According to Buczynski and Renter, having a current estimate of your home is important when you want to ready your house for the market, but it is also beneficial to negotiating insurance premiums, figuring out the year’s property taxes and applying for a home equity line of credit.
“Determining your home’s value means greater control over these processes. Property taxes are almost always open to appeal, for example. If you can prove an assessment is too high by pulling comps, you may be rewarded with a lower tax bill,” says Buczynski and Renter.
A home mortgage appraisal may even reveal you’re paying too much in interest, giving you a little more wiggle room in your house budget.
“If the loan-to-value ratio is too high, the lender may charge the borrower a higher mortgage rate to reflect greater risk. However, if an appraisal shows the loan is a much smaller percentage of the home’s value, the borrower may receive a lower interest rate, which could lower the monthly payment,” reports Bankrate writer Margarette Burnette.
Knowledge is power, but power can come at a price. If you choose to employ a professional to estimate or appraise your home, you’ll have to pay for the service.

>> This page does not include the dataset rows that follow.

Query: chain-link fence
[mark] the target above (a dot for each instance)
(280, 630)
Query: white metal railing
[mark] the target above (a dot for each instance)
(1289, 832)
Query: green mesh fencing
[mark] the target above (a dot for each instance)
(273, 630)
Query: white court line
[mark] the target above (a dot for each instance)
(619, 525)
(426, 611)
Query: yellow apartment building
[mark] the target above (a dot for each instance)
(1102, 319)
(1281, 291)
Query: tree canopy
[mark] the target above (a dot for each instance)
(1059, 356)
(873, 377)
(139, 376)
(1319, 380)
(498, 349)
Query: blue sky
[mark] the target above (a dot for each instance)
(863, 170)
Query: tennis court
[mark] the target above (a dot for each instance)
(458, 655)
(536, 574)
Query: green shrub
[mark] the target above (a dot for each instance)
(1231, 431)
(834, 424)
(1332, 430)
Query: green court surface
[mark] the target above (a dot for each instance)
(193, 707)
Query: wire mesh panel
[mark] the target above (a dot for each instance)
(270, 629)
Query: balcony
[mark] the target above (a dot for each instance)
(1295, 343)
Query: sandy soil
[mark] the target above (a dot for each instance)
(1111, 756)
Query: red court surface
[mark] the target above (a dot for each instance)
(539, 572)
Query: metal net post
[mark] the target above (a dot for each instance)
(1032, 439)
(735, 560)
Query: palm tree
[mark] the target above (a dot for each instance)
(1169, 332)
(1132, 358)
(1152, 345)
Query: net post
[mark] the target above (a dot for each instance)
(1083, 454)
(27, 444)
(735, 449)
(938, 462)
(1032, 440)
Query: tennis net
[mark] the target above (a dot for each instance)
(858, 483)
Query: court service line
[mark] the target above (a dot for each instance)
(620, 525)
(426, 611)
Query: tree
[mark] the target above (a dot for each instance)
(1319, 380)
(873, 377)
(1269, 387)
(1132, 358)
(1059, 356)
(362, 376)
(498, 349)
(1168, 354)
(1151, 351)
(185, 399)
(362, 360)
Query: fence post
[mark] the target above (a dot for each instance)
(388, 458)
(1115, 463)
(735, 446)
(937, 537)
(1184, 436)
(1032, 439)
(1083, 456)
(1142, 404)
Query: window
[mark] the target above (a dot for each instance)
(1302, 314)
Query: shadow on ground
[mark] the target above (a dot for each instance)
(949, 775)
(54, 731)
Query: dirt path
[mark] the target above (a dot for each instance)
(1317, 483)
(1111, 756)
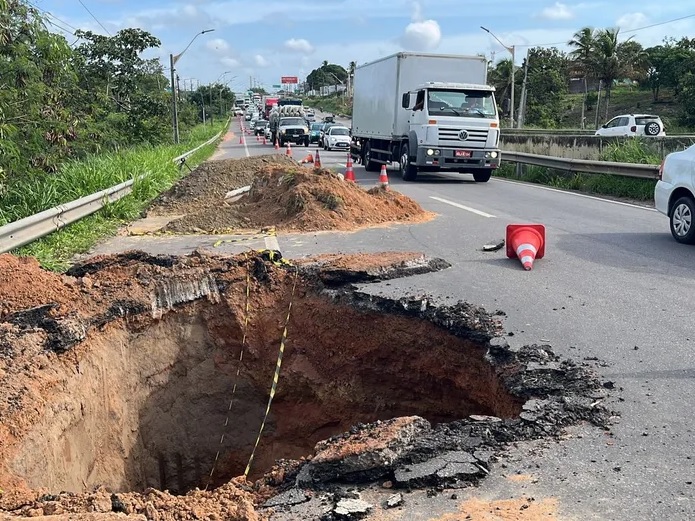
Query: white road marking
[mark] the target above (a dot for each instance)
(534, 185)
(457, 205)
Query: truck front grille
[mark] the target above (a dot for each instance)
(477, 137)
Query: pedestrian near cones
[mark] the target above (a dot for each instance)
(526, 242)
(349, 172)
(383, 178)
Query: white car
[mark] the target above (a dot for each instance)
(337, 137)
(673, 194)
(633, 125)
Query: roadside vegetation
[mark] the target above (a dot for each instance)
(632, 151)
(83, 177)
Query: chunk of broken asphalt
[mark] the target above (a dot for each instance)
(448, 467)
(394, 500)
(351, 509)
(369, 453)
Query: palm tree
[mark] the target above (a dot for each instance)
(583, 42)
(605, 61)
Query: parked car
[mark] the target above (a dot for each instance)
(633, 125)
(674, 194)
(315, 132)
(324, 127)
(260, 126)
(337, 136)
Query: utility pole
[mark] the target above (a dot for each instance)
(174, 111)
(522, 104)
(512, 50)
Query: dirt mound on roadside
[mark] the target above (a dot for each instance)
(302, 199)
(206, 186)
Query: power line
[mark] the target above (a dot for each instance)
(624, 32)
(95, 18)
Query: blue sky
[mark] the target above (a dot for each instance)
(264, 40)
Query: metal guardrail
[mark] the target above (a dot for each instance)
(583, 165)
(29, 229)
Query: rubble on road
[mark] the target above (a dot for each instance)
(283, 194)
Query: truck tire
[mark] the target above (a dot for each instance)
(369, 165)
(408, 171)
(482, 176)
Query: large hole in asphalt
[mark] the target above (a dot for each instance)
(147, 402)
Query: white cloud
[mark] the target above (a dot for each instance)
(420, 34)
(230, 62)
(217, 45)
(260, 61)
(558, 11)
(632, 21)
(299, 45)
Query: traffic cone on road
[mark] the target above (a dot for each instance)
(383, 178)
(349, 173)
(526, 242)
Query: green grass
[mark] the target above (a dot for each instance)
(599, 184)
(80, 178)
(626, 100)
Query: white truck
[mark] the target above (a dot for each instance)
(427, 112)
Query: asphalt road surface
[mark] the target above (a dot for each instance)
(614, 290)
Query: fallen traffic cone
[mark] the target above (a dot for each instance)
(527, 242)
(384, 178)
(349, 173)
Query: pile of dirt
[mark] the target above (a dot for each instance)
(205, 187)
(124, 388)
(290, 197)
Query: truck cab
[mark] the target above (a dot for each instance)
(451, 127)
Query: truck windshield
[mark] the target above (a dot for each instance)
(291, 121)
(469, 103)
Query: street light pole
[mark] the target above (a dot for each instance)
(511, 50)
(172, 61)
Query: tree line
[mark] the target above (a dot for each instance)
(598, 60)
(63, 100)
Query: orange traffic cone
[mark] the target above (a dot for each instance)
(383, 178)
(526, 242)
(349, 173)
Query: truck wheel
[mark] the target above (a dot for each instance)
(482, 176)
(369, 165)
(408, 171)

You might suffer from sticker shock if the information you receive reveals a lower home value than you anticipated, but this unexpected or bad news can be a silver lining. The Balance writer Janet Wickell suggests taking any bad news in stride and working through issues or problems one at a time. Use the information, even when it’s not what you hoped for, to your advantage to regain or ultimately increase your home’s value.
There’s a lot of factors that influence the value of your home. Some, like home improvements, insurance claims and general upkeep, are mostly in your control. The condition of your neighbor’s homes or changes to your overall neighborhood are not in your control. By getting a re-estimate of your home, you’ll earn a more accurate picture of your home’s value and be able to make more informed decisions regarding it.